Home / Berita / Internasional / Asia / Ahed Tamimi di Pengadilan Zionis: Tak Ada Keadilan di Bawah Penjajah Israel

Ahed Tamimi di Pengadilan Zionis: Tak Ada Keadilan di Bawah Penjajah Israel

Ahed Tamim, simbol generasi perlawanan di Palestina. (Aljazeera.net)

dakwatuna.com – Tel Aviv. Pengadilan militer zionis Israel akhirnya menjatuhkan vonis kepada Ahed Tamimi, gadis Palestina, Rabu (21/03/2018) sore waktu setempat.

Disebutkan, Ahed dijatuhi hukuman selama delapan bulan. Hal ini setelah adanya banding yang meringankan Ahed atas tuduhan menampar dan menendang dua prajurit zionis.

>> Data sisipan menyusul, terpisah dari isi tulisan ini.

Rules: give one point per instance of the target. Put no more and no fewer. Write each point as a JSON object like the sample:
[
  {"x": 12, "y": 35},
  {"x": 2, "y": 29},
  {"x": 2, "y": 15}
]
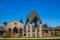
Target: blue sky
[{"x": 47, "y": 10}]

Dilansir dari Aljazeera.net, Kamis (22/03), Ahed mengakui beberapa tuduhan yang layangkan kepadanya, di antaranya menyerang prajurit dan penghasutan. Sebelum diubah, dakwaan pada Ahed ada 12 poin yang berpotensi hukuman untuk beberapa tahun lamanya.

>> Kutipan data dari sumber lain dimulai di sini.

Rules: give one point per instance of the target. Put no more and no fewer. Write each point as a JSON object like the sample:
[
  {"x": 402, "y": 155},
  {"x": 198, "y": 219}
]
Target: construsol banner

Hukuman tersebut juga termasuk pada tiga bulan waktu tahanan Ahed selama proses penyelidikan. Sehingga, Ahed akan keluar penjara pada akhir musim panas ini.

Selain itu, ada penyelesaian lain terkait orang tua Ahed, Nariman Tamimi. Nariman dijatuhi hukuman penjara selama delapan bulan dengan penangguhan lima tahun. Orang tua Ahed ini juga dihukum dengan tuduhan yang sama dengan putrinya.

Saat persidangan berlangsung, Ahed mengatakan bahwa tidak ada keadilan di bawah penjajahan Israel. Ia juga menyebut pengadilan militer itu ilegal.

Ahed Tamimi, ditangkap pada pertengahan Desember 2017 lalu. Hal ini setelah tersebarnya sebuah video yang menunjukkan ia dan orang tuanya tengah melawan prajurit zionis.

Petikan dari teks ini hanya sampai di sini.